Amendement n° 1156 — ARTICLE 1ER BIS

Auteur : Anne-Laure Blin — Droite Républicaine (Maine-et-Loire · 3ᵉ)
Texte visé : Projet de loi de simplification de la vie économique
Article : ARTICLE 1ER BIS
Date de dépôt : 2025-04-04
Date de sort : 2025-04-11
Discussion en séance : RUANR5L17S2025IDS29314 (un scrutin public peut ne pas avoir été tenu sur cet amendement)

Dispositif

I. – Substituer aux mots :

« de trois »

les mots :

« maximale de deux ».

II. – En conséquence, compléter cet alinéa par la phrase suivante : 

« À l’issue de cette période, leur maintien ne pourra être décidé que sur la base d’une évaluation formelle attestant de leur utilité, réalisée selon des critères prédéfinis et mesurables, notamment : ».

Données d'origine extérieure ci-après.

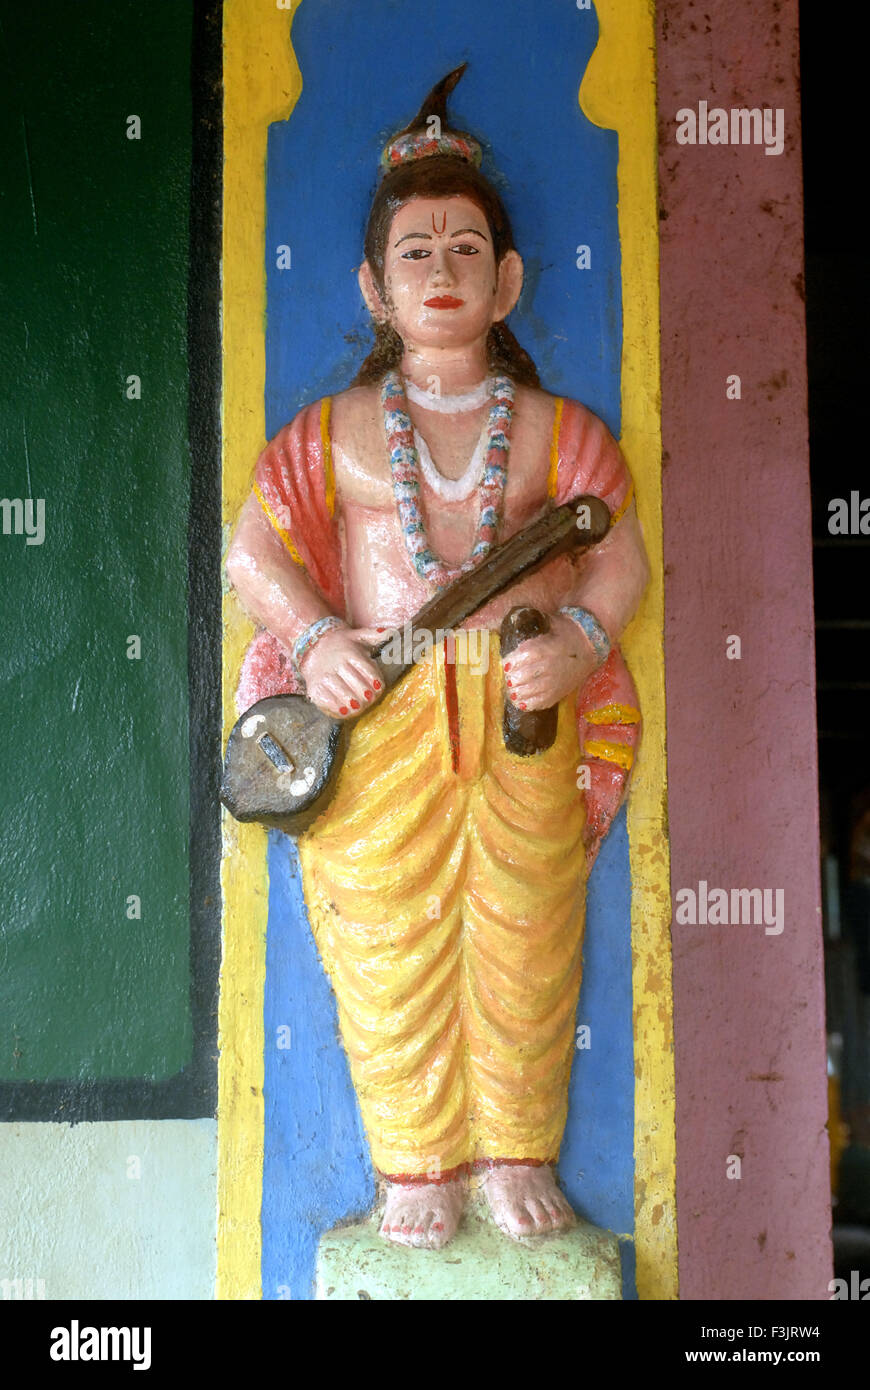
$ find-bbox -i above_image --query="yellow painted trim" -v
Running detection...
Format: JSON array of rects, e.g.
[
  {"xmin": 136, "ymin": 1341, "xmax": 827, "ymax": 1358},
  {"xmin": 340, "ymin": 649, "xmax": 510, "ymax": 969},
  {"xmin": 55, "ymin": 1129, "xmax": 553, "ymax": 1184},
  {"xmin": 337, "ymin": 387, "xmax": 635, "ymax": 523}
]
[
  {"xmin": 585, "ymin": 704, "xmax": 642, "ymax": 727},
  {"xmin": 219, "ymin": 0, "xmax": 304, "ymax": 1301},
  {"xmin": 320, "ymin": 397, "xmax": 336, "ymax": 518},
  {"xmin": 581, "ymin": 2, "xmax": 677, "ymax": 1299},
  {"xmin": 547, "ymin": 396, "xmax": 564, "ymax": 498},
  {"xmin": 584, "ymin": 739, "xmax": 635, "ymax": 771},
  {"xmin": 253, "ymin": 480, "xmax": 306, "ymax": 567}
]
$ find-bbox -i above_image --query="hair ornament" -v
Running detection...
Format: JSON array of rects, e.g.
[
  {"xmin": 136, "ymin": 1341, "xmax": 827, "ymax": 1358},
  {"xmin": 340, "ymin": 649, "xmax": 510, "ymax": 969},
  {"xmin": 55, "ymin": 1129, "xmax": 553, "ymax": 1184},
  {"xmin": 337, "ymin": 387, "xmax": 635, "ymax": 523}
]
[{"xmin": 379, "ymin": 64, "xmax": 483, "ymax": 172}]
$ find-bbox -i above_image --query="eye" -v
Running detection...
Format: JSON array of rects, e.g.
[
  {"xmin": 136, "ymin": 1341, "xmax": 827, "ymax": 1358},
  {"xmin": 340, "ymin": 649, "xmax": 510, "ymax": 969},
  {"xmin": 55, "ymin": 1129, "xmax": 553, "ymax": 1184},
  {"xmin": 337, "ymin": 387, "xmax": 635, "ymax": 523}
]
[
  {"xmin": 451, "ymin": 243, "xmax": 480, "ymax": 256},
  {"xmin": 400, "ymin": 248, "xmax": 431, "ymax": 260}
]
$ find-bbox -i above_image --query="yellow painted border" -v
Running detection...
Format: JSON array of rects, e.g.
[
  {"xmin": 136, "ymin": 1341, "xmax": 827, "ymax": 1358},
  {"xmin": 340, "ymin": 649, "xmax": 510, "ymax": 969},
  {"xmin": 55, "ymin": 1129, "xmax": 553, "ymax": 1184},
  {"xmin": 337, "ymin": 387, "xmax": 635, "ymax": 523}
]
[
  {"xmin": 218, "ymin": 0, "xmax": 304, "ymax": 1300},
  {"xmin": 219, "ymin": 0, "xmax": 675, "ymax": 1301},
  {"xmin": 581, "ymin": 0, "xmax": 678, "ymax": 1299}
]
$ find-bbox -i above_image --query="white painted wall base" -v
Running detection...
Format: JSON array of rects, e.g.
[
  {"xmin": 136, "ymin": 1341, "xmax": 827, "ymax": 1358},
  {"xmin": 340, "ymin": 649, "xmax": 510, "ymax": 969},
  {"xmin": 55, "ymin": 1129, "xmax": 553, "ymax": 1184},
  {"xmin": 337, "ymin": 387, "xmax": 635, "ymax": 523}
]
[{"xmin": 0, "ymin": 1120, "xmax": 216, "ymax": 1300}]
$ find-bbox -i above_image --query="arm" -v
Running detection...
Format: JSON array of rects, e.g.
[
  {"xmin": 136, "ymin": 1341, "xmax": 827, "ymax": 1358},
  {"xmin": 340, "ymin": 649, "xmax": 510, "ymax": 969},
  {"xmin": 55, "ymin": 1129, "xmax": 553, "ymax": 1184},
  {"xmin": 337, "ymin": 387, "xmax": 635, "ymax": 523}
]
[
  {"xmin": 226, "ymin": 493, "xmax": 333, "ymax": 653},
  {"xmin": 226, "ymin": 494, "xmax": 384, "ymax": 719},
  {"xmin": 502, "ymin": 499, "xmax": 649, "ymax": 711}
]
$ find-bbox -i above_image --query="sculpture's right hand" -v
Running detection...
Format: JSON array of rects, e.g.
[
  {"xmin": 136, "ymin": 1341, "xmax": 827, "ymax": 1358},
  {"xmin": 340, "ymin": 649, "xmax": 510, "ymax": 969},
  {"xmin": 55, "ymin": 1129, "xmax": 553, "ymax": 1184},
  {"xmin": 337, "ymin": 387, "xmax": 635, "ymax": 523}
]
[{"xmin": 298, "ymin": 627, "xmax": 386, "ymax": 720}]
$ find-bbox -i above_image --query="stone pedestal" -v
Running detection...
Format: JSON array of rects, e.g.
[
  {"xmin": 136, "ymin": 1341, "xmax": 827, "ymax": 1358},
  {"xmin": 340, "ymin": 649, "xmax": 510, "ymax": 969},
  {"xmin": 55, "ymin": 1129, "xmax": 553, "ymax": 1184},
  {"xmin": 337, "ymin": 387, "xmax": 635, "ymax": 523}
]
[{"xmin": 315, "ymin": 1201, "xmax": 623, "ymax": 1301}]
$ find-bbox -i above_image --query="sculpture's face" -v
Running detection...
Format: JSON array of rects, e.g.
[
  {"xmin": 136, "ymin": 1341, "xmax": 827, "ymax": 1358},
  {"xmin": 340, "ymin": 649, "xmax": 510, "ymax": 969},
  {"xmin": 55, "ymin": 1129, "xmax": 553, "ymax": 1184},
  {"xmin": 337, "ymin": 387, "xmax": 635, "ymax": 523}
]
[{"xmin": 377, "ymin": 194, "xmax": 519, "ymax": 349}]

III. – En conséquence, insérer les trois alinéas suivants : 

« – Le taux de mise en œuvre de leurs recommandations ;

« – La fréquence et la régularité de leurs travaux ;

« – L’absence de doublon avec d’autres instances ou dispositifs existants. »

Exposé sommaire

Cet amendement du groupe Droite Républicaine vise à renforcer l'objectif de l'article 1er bis. 

Le paysage administratif français compte un grand nombre de commissions, comités et instances consultatives ou délibératives placés auprès du Premier ministre ou des ministres. Si certaines de ces structures jouent un rôle utile dans l’éclairage des décisions publiques, leur multiplication et leur pérennisation sans évaluation régulière peuvent conduire à un empilement institutionnel, source de complexité, de lourdeur et parfois d’inefficacité.

Le présent amendement vise à instaurer une règle de limitation dans le temps de ces instances à deux ans. Désormais, leur durée d’existence sera plafonnée à deux ans, sauf renouvellement fondé sur une évaluation formelle et objective. Cette évaluation devra démontrer la plus-value réelle de l’instance, appréciée à l’aune de critères précis et mesurables, notamment :

— Le taux effectif de mise en œuvre de leurs recommandations, signe de l’utilité de leurs travaux pour l’action publique ;
— La fréquence et la régularité de leurs réunions et de leur production, gage de leur activité effective ;
— L’absence de doublon avec d’autres dispositifs existants, afin d’éviter la redondance des structures et la dispersion des moyens.

Cette démarche s’inscrit dans une volonté de simplification et de rationalisation de l’organisation administrative, conformément aux principes de bonne gestion des deniers publics et de lisibilité de l’action de l’État. Elle permettra également de responsabiliser les porteurs de ces instances en les incitant à produire des travaux concrets, utiles et suivis d’effet.